A python script that automates the video editing required to put words in other peoples mouths. This project aims to automate the process to recreate this concept. Thanks to the flexibility of Vosk, it is possible to use mouthwords with any language you have a model for, you can even train your own if you know how to do that sort of thing. Currently Vosk looks for the model in the same directory as the script when you run it, and you have to download and unzip it yourself — I haven't included one in the repository because the script is model independant.
- A working python3 environment
- Vosk API and the model you want to use for transcription, see https://alphacephei.com/vosk/models
- MoviePy
- ffmpeg (required by Vosk and MoviePy, they should pull this in automatically depending how you install them)
Both these projects are available on PyPI, and installable via pip
but if you are on Linux® be sure to check if there is a package in your distro's repositories.
Work in progress; there is currently no real way to install this project other than cloning this Git repository, installing dependencies, and using the script in the working directory.
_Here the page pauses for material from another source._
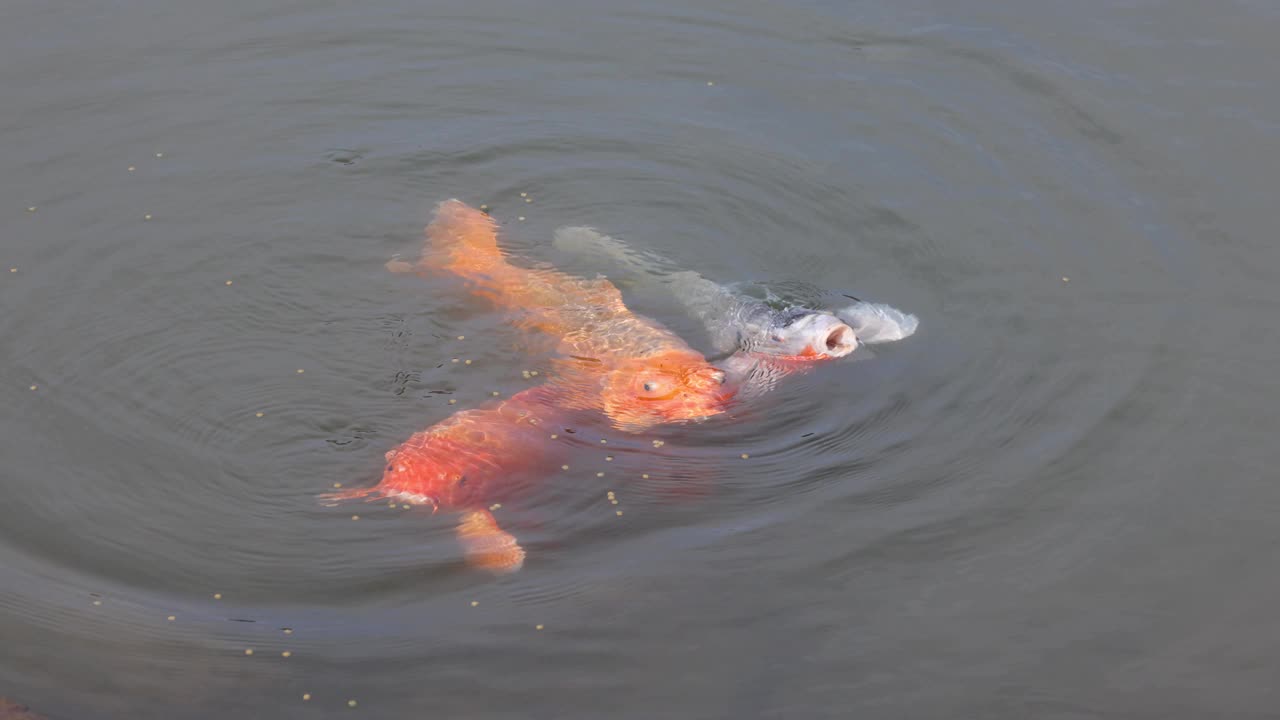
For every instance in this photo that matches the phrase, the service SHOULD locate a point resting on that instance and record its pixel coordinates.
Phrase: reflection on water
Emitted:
(1051, 500)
At some point I will package this properly, but for now the necessary steps are below:
git clone https://github.com/MrSean2d2/mouthwords.git
cd mouthwords
wget http://alphacephei.com/vosk/models/vosk-model-small-en-us-0.4.zip
unzip vosk-model-small-en-us-0.4.zip
mv vosk-model-small-en-us-0.4.zip model
You can then run the script with ./mouthwords
in the current directory or
add the file to your $PATH
usage: mouthwords.py write [-h] [-s SEARCHFILE] files [files ...]
positional arguments:
files MPEG4 files to transcribe/search
optional arguments:
-h, --help show this help message and exit
-s SEARCHFILE, --searchfile SEARCHFILE
Search through a text file and create a video output of concatenated words
usage: mouthwords.py read [-h] searchfile files [files ...]
positional arguments:
searchfile Text file of words to search for
files JSON transcripts to search through
optional arguments:
-h, --help show this help message and exit
When using .mp4 files make sure they are all the same framerate otherwise when MoviePy concatenates the clips you end up with funky video.
The write
command will run voice recognition on the .mp4 files passed to mouthwords, it will then write the transcript to
a .json file, and if --searchfile
is passed it will search through the contents of the transcript, and create a video
with clips containing the words specified concatenated together.
The read
option will search through a .json file created by the write
command for the words in searchfile
, and create
a video with the words specified concatenated together.
searchfile
should be a plain text file with the words you want in the order you want them, seperated by spaces, and with no punctuation.
The model used by Vosk will also determine what language the words can be, for example, if you are using the en_us model then the contents
of searchfile
should be in US english, not British english etc.